Protective effect in ARDS may be expected from the administration of ANG
(1-7) as a product of ACE 2.84,85 A study wherein high
doses of calcitriol alleviated reduction of ACE 2 mRNA and protein
expression during acute lung injury in mice seems to also be of
interest.86 To provide a complete picture, calcitriol
itself has not significantly increased natural expression of ACE 2 mRNA
and protein in control group.
Some authors87,88 hypothesise a beneficial effect of
AT1 R blockers in the treatment of COVID-19 patients. They speculate
that AT1 R antagonism decreases harmful effects of ANG II. Furthermore,
increase of circulating ANG II as an ACE 2 substrate will lead to
quicker conversion to ANG (1-7). Consequently, Gurwitz assumes
upregulation of ACE 2 expression.88 There is evidence
supporting this hypothesis in ARDS conditions85 and
very limited population-based data associating treatment with AT1 R
blockers as a protective factor of COVID-19
severity.63,64 But clear and general effect of AT1 R
blockers on the increase in ACE 2 expression in humans is not
confirmed,55,59 as noted in section 2.2.1.

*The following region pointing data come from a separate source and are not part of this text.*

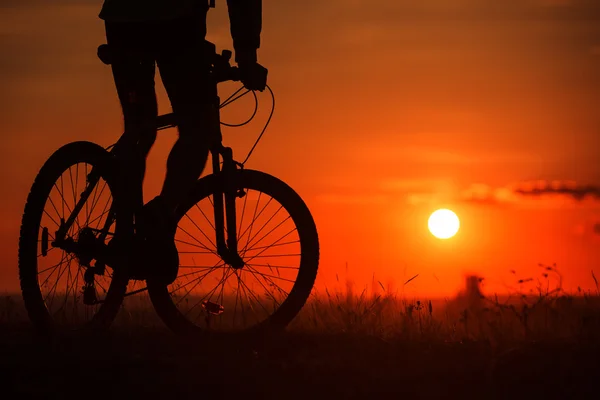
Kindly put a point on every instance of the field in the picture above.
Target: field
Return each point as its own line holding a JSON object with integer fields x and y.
{"x": 543, "y": 344}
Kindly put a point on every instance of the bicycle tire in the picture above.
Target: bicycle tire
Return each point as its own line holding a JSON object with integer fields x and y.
{"x": 52, "y": 170}
{"x": 308, "y": 237}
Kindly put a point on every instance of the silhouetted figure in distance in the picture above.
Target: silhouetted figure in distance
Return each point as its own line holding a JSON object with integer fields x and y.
{"x": 170, "y": 34}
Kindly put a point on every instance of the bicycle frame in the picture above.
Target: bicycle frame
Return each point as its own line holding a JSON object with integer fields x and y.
{"x": 223, "y": 197}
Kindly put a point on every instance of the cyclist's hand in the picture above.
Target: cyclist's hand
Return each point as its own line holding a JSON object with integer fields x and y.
{"x": 253, "y": 76}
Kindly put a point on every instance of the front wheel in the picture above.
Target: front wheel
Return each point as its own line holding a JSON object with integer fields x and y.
{"x": 278, "y": 242}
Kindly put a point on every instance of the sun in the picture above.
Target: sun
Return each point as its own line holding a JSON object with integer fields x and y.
{"x": 443, "y": 224}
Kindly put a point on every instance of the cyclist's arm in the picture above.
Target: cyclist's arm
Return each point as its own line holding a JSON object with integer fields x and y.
{"x": 245, "y": 17}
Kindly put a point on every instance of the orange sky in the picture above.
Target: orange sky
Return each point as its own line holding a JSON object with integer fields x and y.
{"x": 386, "y": 110}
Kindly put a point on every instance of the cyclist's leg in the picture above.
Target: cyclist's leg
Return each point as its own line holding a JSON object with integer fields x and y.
{"x": 133, "y": 71}
{"x": 184, "y": 70}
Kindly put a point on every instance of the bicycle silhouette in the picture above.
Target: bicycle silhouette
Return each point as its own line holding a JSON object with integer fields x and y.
{"x": 247, "y": 243}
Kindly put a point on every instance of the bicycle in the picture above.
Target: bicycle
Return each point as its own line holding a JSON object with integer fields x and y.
{"x": 83, "y": 288}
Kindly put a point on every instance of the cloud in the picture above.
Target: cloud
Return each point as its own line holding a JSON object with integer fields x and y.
{"x": 538, "y": 194}
{"x": 569, "y": 189}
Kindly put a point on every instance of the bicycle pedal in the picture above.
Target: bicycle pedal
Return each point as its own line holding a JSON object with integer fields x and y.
{"x": 89, "y": 295}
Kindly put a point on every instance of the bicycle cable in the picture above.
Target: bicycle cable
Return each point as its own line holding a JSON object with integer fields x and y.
{"x": 264, "y": 128}
{"x": 235, "y": 96}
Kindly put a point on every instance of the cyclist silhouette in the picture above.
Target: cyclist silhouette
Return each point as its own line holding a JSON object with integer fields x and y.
{"x": 170, "y": 35}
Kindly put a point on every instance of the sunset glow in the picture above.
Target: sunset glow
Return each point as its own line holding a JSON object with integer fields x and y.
{"x": 443, "y": 224}
{"x": 386, "y": 111}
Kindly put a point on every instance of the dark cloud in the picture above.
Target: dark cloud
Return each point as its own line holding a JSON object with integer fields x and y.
{"x": 576, "y": 192}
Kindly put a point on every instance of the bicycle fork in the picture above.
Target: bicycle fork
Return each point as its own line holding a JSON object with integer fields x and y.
{"x": 224, "y": 197}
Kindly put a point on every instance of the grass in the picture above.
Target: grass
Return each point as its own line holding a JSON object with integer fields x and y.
{"x": 537, "y": 342}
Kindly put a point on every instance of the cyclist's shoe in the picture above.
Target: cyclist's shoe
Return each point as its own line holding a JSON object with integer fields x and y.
{"x": 156, "y": 227}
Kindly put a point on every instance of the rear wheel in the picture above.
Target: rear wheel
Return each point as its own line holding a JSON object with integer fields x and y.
{"x": 278, "y": 242}
{"x": 60, "y": 288}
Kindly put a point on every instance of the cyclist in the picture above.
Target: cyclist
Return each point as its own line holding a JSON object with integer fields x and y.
{"x": 170, "y": 34}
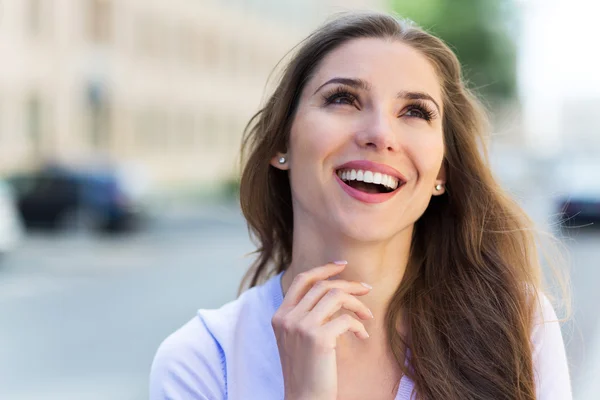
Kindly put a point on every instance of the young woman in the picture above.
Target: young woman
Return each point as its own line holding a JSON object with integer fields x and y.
{"x": 369, "y": 152}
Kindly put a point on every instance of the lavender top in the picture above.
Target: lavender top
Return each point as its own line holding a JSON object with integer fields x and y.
{"x": 231, "y": 353}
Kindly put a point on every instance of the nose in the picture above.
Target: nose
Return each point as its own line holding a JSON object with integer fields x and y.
{"x": 377, "y": 132}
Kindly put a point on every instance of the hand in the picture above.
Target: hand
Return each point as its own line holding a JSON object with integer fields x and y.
{"x": 307, "y": 334}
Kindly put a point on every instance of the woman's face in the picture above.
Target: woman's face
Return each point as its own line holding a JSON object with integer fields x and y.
{"x": 366, "y": 143}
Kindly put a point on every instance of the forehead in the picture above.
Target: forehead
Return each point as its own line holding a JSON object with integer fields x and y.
{"x": 384, "y": 63}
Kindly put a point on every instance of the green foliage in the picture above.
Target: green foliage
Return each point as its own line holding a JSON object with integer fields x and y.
{"x": 477, "y": 30}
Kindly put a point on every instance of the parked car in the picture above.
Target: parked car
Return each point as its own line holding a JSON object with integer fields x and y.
{"x": 11, "y": 227}
{"x": 579, "y": 201}
{"x": 92, "y": 199}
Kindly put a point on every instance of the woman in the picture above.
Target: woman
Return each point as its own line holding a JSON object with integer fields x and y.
{"x": 368, "y": 152}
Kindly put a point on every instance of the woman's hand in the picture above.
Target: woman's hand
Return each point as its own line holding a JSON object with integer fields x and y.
{"x": 307, "y": 335}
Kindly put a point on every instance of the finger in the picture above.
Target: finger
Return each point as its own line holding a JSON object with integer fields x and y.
{"x": 305, "y": 280}
{"x": 342, "y": 324}
{"x": 321, "y": 288}
{"x": 332, "y": 302}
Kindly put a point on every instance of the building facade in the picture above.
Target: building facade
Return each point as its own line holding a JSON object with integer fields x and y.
{"x": 165, "y": 84}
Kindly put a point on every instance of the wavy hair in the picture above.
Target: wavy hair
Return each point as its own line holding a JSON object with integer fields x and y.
{"x": 466, "y": 296}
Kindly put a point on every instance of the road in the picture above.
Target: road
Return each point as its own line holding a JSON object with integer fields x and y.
{"x": 81, "y": 316}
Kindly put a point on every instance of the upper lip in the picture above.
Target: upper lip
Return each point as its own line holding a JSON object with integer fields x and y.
{"x": 372, "y": 166}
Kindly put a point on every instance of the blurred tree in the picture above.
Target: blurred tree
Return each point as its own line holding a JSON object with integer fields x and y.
{"x": 478, "y": 31}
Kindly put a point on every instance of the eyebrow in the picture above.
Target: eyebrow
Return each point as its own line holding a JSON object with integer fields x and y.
{"x": 364, "y": 85}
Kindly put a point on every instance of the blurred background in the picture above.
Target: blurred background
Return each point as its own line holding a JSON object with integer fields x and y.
{"x": 120, "y": 123}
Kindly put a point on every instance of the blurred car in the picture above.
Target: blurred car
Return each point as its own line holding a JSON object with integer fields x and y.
{"x": 97, "y": 199}
{"x": 579, "y": 201}
{"x": 11, "y": 227}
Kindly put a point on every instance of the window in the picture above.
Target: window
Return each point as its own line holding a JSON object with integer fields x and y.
{"x": 99, "y": 21}
{"x": 99, "y": 116}
{"x": 34, "y": 122}
{"x": 34, "y": 17}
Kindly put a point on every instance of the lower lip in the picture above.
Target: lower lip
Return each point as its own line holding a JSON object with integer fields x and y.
{"x": 370, "y": 198}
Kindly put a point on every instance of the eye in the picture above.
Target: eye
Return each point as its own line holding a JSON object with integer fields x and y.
{"x": 340, "y": 96}
{"x": 421, "y": 111}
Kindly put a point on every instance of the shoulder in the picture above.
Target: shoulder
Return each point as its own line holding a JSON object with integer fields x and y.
{"x": 192, "y": 363}
{"x": 549, "y": 355}
{"x": 188, "y": 365}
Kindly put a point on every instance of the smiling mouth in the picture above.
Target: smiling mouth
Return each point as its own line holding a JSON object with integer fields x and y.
{"x": 369, "y": 182}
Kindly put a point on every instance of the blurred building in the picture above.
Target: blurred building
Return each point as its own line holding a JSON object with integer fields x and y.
{"x": 560, "y": 90}
{"x": 167, "y": 84}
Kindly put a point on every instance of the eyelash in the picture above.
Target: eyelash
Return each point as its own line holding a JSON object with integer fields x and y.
{"x": 342, "y": 93}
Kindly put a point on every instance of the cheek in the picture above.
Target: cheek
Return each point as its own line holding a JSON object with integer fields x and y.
{"x": 428, "y": 154}
{"x": 314, "y": 136}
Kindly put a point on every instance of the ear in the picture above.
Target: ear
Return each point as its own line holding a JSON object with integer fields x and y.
{"x": 441, "y": 181}
{"x": 276, "y": 161}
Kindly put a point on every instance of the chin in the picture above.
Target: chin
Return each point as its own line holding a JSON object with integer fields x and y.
{"x": 366, "y": 229}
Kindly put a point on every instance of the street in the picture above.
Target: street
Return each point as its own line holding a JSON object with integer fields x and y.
{"x": 81, "y": 316}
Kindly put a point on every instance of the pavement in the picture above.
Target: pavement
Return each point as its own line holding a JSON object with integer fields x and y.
{"x": 82, "y": 315}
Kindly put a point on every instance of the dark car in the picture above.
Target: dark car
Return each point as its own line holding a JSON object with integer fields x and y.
{"x": 70, "y": 198}
{"x": 579, "y": 201}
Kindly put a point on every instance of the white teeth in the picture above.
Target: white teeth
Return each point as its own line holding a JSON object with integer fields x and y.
{"x": 377, "y": 178}
{"x": 369, "y": 177}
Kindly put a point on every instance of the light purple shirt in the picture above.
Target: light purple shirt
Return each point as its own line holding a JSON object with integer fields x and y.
{"x": 231, "y": 353}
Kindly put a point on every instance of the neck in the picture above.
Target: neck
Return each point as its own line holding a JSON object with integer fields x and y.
{"x": 380, "y": 264}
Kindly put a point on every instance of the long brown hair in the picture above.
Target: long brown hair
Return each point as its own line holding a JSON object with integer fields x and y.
{"x": 466, "y": 296}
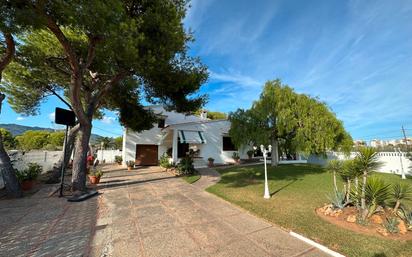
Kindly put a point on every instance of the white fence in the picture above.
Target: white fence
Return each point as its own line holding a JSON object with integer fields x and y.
{"x": 392, "y": 162}
{"x": 107, "y": 156}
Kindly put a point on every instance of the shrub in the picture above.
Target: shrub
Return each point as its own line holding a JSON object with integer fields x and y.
{"x": 164, "y": 161}
{"x": 118, "y": 159}
{"x": 185, "y": 167}
{"x": 30, "y": 173}
{"x": 250, "y": 153}
{"x": 400, "y": 192}
{"x": 391, "y": 225}
{"x": 96, "y": 173}
{"x": 406, "y": 215}
{"x": 130, "y": 164}
{"x": 235, "y": 156}
{"x": 376, "y": 194}
{"x": 337, "y": 199}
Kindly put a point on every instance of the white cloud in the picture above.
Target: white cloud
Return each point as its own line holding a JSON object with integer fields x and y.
{"x": 108, "y": 120}
{"x": 52, "y": 116}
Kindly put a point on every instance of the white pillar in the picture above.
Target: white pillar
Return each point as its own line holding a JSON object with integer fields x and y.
{"x": 174, "y": 145}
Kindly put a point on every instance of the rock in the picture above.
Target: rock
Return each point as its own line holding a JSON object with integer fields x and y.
{"x": 382, "y": 231}
{"x": 402, "y": 227}
{"x": 376, "y": 219}
{"x": 351, "y": 218}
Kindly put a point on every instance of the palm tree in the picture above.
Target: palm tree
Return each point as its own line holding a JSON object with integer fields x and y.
{"x": 367, "y": 162}
{"x": 334, "y": 166}
{"x": 400, "y": 192}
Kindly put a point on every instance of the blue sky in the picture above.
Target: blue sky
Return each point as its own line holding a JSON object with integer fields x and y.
{"x": 354, "y": 55}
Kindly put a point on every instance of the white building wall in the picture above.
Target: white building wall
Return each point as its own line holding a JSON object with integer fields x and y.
{"x": 108, "y": 156}
{"x": 392, "y": 162}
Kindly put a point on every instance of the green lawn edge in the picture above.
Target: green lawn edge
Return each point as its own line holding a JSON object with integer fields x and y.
{"x": 302, "y": 188}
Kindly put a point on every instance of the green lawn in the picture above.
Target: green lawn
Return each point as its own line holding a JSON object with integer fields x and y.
{"x": 192, "y": 178}
{"x": 297, "y": 190}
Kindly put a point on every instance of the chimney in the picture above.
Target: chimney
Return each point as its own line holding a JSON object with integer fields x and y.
{"x": 203, "y": 114}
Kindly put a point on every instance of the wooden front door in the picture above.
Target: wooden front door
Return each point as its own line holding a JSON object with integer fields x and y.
{"x": 146, "y": 155}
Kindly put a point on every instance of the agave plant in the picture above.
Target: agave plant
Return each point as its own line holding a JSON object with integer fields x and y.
{"x": 400, "y": 192}
{"x": 367, "y": 162}
{"x": 335, "y": 167}
{"x": 377, "y": 192}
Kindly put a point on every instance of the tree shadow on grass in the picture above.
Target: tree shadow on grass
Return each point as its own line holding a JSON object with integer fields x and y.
{"x": 246, "y": 176}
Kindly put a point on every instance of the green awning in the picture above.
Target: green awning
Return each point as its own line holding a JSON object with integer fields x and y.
{"x": 191, "y": 137}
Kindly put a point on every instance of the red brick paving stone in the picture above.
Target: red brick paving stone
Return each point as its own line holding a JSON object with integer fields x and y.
{"x": 213, "y": 235}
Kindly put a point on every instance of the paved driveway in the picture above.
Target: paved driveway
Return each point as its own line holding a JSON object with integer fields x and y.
{"x": 148, "y": 212}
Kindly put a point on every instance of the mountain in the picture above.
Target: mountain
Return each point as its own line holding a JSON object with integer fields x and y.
{"x": 16, "y": 130}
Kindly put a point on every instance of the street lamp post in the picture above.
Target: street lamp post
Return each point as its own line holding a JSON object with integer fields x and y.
{"x": 265, "y": 152}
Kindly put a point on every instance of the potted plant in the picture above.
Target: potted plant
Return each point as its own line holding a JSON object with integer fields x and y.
{"x": 130, "y": 165}
{"x": 236, "y": 157}
{"x": 211, "y": 160}
{"x": 250, "y": 153}
{"x": 94, "y": 176}
{"x": 118, "y": 159}
{"x": 27, "y": 176}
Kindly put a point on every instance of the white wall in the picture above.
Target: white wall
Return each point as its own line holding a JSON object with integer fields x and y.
{"x": 46, "y": 159}
{"x": 108, "y": 155}
{"x": 392, "y": 162}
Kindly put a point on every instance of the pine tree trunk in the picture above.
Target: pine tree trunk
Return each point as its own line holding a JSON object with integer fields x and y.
{"x": 395, "y": 209}
{"x": 357, "y": 191}
{"x": 348, "y": 191}
{"x": 56, "y": 172}
{"x": 275, "y": 152}
{"x": 80, "y": 158}
{"x": 9, "y": 177}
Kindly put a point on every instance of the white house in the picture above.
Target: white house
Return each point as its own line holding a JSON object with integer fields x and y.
{"x": 177, "y": 134}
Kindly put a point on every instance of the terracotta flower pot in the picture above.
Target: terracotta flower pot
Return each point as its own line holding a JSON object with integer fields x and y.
{"x": 27, "y": 185}
{"x": 94, "y": 180}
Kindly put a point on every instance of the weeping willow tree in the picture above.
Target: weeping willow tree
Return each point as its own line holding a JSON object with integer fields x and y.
{"x": 296, "y": 121}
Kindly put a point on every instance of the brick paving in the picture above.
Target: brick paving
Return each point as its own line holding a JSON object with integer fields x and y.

The currently available evidence supports the attempts to maintain ACE 2
activity in patients with severe COVID-19 as a life-saving strategy. It
also seems rational to avoid increasing ACE 2 activity by its expression
in the cells potentiating the replication cycle of
SARS-CoV-2, e.g. AT 2.
Further, a speculation on the use of direct ACE 2 activators: there have
been several studies supporting the use of 1-[[2-(dimethylamino)
ethyl] amino]-4-(hydroxymethyl)-7-[[(4-methylphenyl) sulfonyl]
oxy] -9H-xanthone-9 (XNT) and diminazene aceturate (DIZE) in tissue
and animal models, where ACE 2 activation increased ANG (1-7) and
simultaneously decreased ANG II. 7,89 Unfortunately,
their toxicity is not known. Therefore, their introduction into the
clinical practice during the current COVID-19 pandemics is not
plausible, but they indicate a possible direction of development.